New market development crucial for Vietnam’s long-term export resilience

According to the Ministry of Industry and Trade (MoIT), Vietnam’s export turnover is forecast to reach about 470 billion USD by the end of this year, up roughly 16% from 2024.

Vietnam’s total import–export turnover in 2025 is expected to reach a record high of USD 920 billion. (Photo: VNA)
Vietnam’s total import–export turnover in 2025 is expected to reach a record high of USD 920 billion. (Photo: VNA)

Hanoi (VNA) – As Vietnam is moving into 2026 amid deeper market integration, growing dependence on a limited number of major markets is exposing exports to mounting risks, underscoring the urgency of proactively tapping new markets to ensure sustainable growth.

Approaching the growth ceiling

According to the Ministry of Industry and Trade (MoIT), Vietnam’s export turnover is forecast to reach about 470 billion USD by the end of this year, up roughly 16% from 2024. In the first 11 months of 2025, total import-export revenue hit 839.8 billion USD, including 430.2 billion USD in exports, a year-on-year rise of 16.1%.

However, export markets remain highly concentrated, with the US accounting for around 32% of total exports, the EU 15%, China nearly 14%, ASEAN close to 10%, and the Republic of Korea (RoK) and Japan about 6% each.
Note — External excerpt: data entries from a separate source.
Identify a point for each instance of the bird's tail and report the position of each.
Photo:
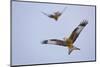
(71, 49)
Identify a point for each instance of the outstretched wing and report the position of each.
(54, 42)
(49, 15)
(63, 10)
(77, 30)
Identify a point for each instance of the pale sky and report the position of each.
(30, 27)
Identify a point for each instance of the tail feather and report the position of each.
(71, 49)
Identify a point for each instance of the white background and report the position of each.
(5, 33)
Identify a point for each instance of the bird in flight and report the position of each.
(68, 42)
(55, 15)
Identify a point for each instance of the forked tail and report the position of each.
(71, 49)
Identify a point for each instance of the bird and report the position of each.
(68, 42)
(55, 15)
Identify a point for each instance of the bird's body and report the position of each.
(69, 41)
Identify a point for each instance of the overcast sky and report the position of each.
(30, 27)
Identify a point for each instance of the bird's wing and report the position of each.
(77, 30)
(54, 42)
(49, 15)
(63, 10)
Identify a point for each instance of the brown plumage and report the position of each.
(55, 15)
(68, 42)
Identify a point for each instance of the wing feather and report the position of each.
(77, 30)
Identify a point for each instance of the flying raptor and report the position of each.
(68, 42)
(55, 15)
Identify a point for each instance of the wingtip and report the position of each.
(84, 23)
(45, 42)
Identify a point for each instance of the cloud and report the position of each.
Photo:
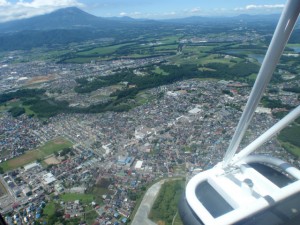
(21, 9)
(123, 14)
(195, 10)
(4, 3)
(260, 7)
(276, 6)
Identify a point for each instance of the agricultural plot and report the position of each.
(47, 149)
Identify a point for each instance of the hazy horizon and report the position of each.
(20, 9)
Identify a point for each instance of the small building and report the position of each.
(138, 164)
(48, 178)
(31, 166)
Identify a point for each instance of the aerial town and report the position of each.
(84, 164)
(185, 127)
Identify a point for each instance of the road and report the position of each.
(141, 216)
Altogether, more than 80% of Vietnam’s export value is tied to these six markets.

At a recent Vietnam export promotion forum, Vu Ba Phu, Director General of the MoIT’s Trade Promotion Agency, said that focusing on key markets has helped enterprises capitalise on tariff preferences and free trade agreements, enabling rapid export growth when demand in major markets rebounds. Yet, he warned, this approach also heightens vulnerability to policy shocks.

Tran Phu Lu, Director of the HCM City Investment and Trade Promotion Centre, noted that most trade defence investigations, carbon tax pressures, labour and environmental requirements, and traceability demands originate from Vietnam’s largest export destinations. When these markets simultaneously tighten standards, room for growth will narrow unless businesses adapt promptly.
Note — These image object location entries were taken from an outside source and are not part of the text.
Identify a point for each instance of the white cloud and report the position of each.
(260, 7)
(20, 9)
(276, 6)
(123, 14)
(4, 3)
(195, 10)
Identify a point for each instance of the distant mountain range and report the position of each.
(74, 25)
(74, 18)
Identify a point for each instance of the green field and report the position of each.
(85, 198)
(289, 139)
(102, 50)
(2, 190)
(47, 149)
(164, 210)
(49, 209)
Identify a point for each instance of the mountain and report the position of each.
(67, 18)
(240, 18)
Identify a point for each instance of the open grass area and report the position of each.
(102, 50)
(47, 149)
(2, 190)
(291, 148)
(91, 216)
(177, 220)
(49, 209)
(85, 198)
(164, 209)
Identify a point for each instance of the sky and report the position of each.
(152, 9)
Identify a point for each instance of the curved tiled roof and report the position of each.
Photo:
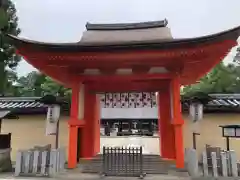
(127, 26)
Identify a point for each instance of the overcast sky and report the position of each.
(64, 20)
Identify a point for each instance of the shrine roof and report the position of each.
(145, 44)
(127, 26)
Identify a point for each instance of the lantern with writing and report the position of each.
(53, 115)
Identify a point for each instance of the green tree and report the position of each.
(51, 87)
(8, 59)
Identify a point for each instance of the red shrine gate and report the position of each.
(127, 58)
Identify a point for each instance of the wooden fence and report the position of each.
(35, 162)
(225, 164)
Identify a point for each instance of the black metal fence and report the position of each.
(123, 161)
(5, 141)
Many export pillars, he added, are nearing their “growth ceiling”. In the industrial and electronics group, contributing over 30% of total exports, the US, the EU and the RoK remain key markets. However, low domestic value added and heavy reliance on imported components remain major constraints. As rules of origin become more stringent, export competitiveness will weaken unless localisation improves.
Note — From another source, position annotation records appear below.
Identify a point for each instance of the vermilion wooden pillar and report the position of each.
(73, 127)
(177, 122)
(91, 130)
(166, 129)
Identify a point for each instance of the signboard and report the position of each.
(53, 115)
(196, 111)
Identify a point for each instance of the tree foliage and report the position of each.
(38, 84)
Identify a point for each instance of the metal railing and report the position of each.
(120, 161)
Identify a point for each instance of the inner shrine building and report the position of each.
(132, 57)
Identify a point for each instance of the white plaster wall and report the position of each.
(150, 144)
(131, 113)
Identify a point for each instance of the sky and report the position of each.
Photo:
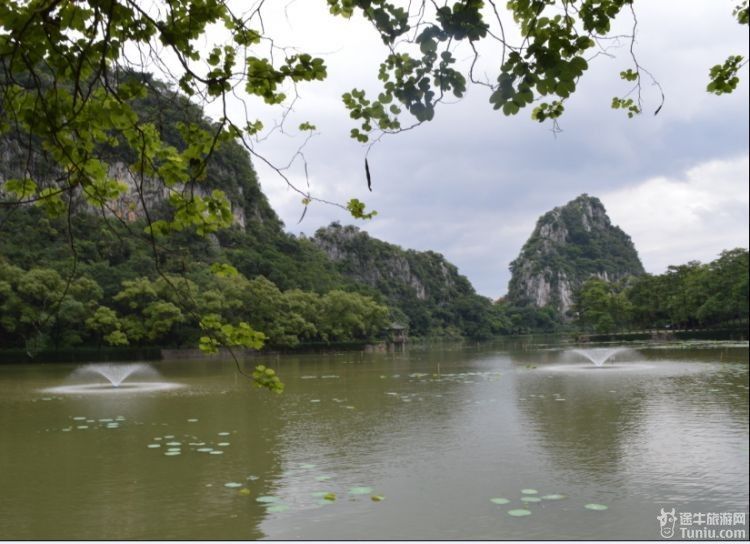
(472, 183)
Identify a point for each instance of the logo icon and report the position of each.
(667, 522)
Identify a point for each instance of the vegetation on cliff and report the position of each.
(685, 296)
(570, 244)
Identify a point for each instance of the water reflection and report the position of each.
(661, 428)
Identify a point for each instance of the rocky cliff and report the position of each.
(425, 288)
(570, 244)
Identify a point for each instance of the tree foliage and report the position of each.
(689, 295)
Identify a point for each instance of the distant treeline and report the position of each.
(693, 295)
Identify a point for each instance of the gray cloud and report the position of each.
(471, 183)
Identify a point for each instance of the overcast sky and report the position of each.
(472, 183)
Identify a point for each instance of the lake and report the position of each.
(411, 445)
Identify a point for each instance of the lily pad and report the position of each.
(360, 490)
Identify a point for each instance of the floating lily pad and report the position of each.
(554, 497)
(360, 490)
(499, 500)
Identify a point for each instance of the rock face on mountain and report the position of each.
(422, 284)
(570, 244)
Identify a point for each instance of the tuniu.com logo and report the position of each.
(702, 525)
(667, 521)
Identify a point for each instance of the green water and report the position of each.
(435, 435)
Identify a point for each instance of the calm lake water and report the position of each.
(436, 433)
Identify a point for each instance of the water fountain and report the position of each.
(114, 378)
(599, 356)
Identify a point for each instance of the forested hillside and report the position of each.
(103, 279)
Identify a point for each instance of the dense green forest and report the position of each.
(685, 296)
(103, 279)
(107, 279)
A similar pattern is seen in textiles, garments and footwear, which account for about 12-13% of total exports. The US absorbs nearly 40% of the sector’s exports, followed by the EU at around 15%, and Japan and the RoK at 8-9% each.

Truong Van Cam, Vice Chairman and Secretary General of the Vietnam Textile and Apparel Association, said that from 2026 onwards, growth will no longer come from expanding output, but from retaining orders through green transition, labour compliance and supply chain transparency. Enterprises slow to adjust risk losing ground even in traditional markets.

For agricultural products, processed foods and seafood, exports have approached 70 billion USD annually, accounting for around 16% of total turnover. While China remains a major destination, shipments to the EU, Japan and the RoK are rising, signalling a shift towards markets with higher standards but greater value-added potential. At the same time, these products face immediate and growing pressure from regulations on food safety, residues and quarantine.

Clear segmentation, meeting standards

Tran Phu Lu said market development strategies should be pursued along two parallel tracks, with tailored priorities for different market groups.

For traditional markets such as China, the EU and the US, the focus should be on improving the quality of growth to expand market share. This includes promoting deep processing, investing in research and development, upgrading designs, increasing value added, and supporting enterprises in meeting stricter requirements on quality, traceability, green production and integration into global distribution networks.

For new and potential markets, meeting standards is a prerequisite. Markets such as Halal, India and Africa will only offer real opportunities if enterprises make systematic investments in production processes, establish dedicated production lines, and obtain required certifications in line with international practices.

Echoing this view, Dr Vo Tri Thanh, Director of the Institute for Brand and Competitiveness Strategy Research, said new market entry must be based on clear segmentation, right products, right channels and right standards, so these markets can act as “buffers” easing pressure on core destinations. Alongside direct exports, indirect exports and cross-border e-commerce are identified as important avenues for market diversification.

At the macro level, Dr Nguyen Minh Phong of the Hanoi Institute for Socio-Economic Development observed that Vietnam’s exports in 2026 will need to transition towards a multi-pillar, multi-market and multi-value-chain model. Achieving this shift will require concrete, well-sequenced and feasible steps to help Vietnamese goods go further and remain competitive in an increasingly challenging global environment./.